Найденные опасными, все эти места были вычеркнуты в окончательной редакции Наказа. Но здесь нужно заметить, что, черпая у Монтескье и Беккарии материал для своей работы, Екатерина заимствовала у них скорее отдельные мысли и статьи, нежели общий дух их учения. Можно сказать, что она смотрела на них с точки зрения философии Вольтера и в то же время сквозь призму практических соображений старых русских консерваторов. Этим и объясняется разнохарактерность ее работы, хотя мысль ее почти везде выражена достаточно ясно. В некоторых параграфах влияние Вольтера сказалось в ярко выраженном либерализме. Так, 261 и 295 Наказа, в противоположность осторожной сдержанности Монтескье, продиктовавшего Екатерине уже цитированный 260, говорят о необходимости наделять землею тех самых крестьян, которых, между тем, не решались освободить от крепостной зависимости.

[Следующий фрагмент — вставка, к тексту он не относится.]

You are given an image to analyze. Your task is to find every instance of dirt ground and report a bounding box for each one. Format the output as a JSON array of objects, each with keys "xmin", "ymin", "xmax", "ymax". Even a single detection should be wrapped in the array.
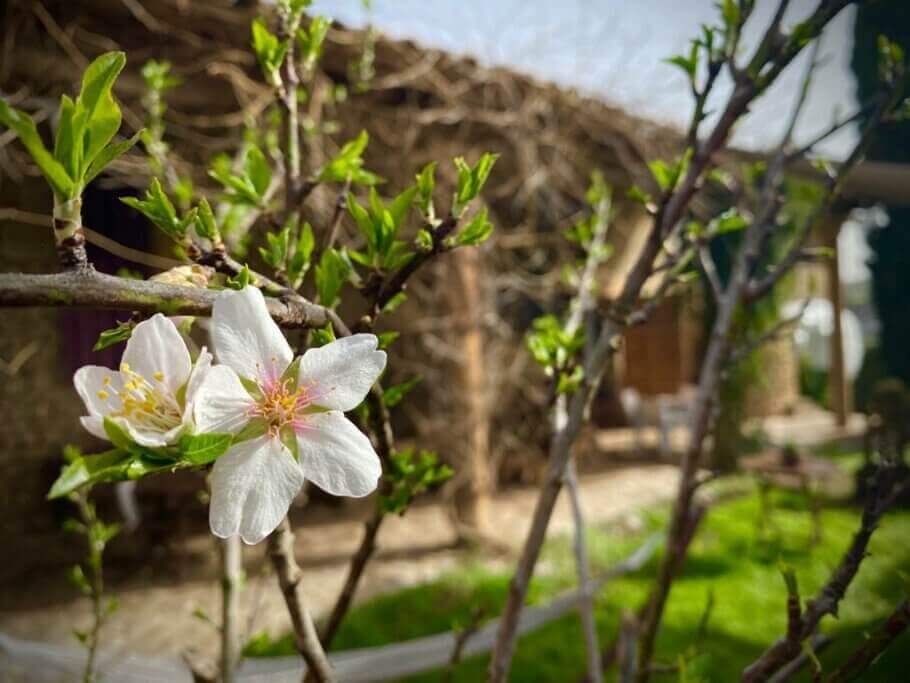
[{"xmin": 0, "ymin": 464, "xmax": 677, "ymax": 657}]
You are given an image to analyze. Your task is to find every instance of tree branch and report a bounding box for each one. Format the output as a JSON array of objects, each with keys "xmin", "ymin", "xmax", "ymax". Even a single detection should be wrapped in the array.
[
  {"xmin": 268, "ymin": 517, "xmax": 336, "ymax": 683},
  {"xmin": 740, "ymin": 463, "xmax": 894, "ymax": 683},
  {"xmin": 826, "ymin": 600, "xmax": 910, "ymax": 683},
  {"xmin": 0, "ymin": 270, "xmax": 337, "ymax": 328}
]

Отсюда произошли вопиющие противоречия. Но, как мы знаем, перед противоречиями Екатерина никогда не останавливалась.
В общем Наказ был проникнут учением Вольтера об абсолютизме. И та же теория наложила свой отпечаток и на работу комиссии, которая должна была привести в исполнение намерения императрицы.
Да и сама идея Наказа, данного законодателем, как готовая канва, выработанная иностранными мастерами, по которой они не имели даже права вышивать свободно русских узоров, - потому что никто не спрашивал их о русских нравах, обычаях и традициях, - это желание заменить коллективную волю представителей России индивидуальной волей императрицы было идеей чисто вольтерьянской. Поэтому Фернейский патриарх и не придавал никакого значения трудам законодательной комиссии Екатерины. Единственное, что интересовало его в них, это возможность найти здесь подтверждение своим взглядам на веротерпимость. Екатерина писала ему, что в комиссии придется работать представителям различных религий: и христианской, и магометанской, и даже языческой. Воображение Вольтера разыгралось в этом направлении, и ему казалось, что Москва становится центром цивилизации и культуры: ему хотелось бы перенести туда парижскую Сорбонну. Но в Отношении к законодательству, он находил, что Екатерина одна справится с ним лучше, нежели все выборные, взятые вместе.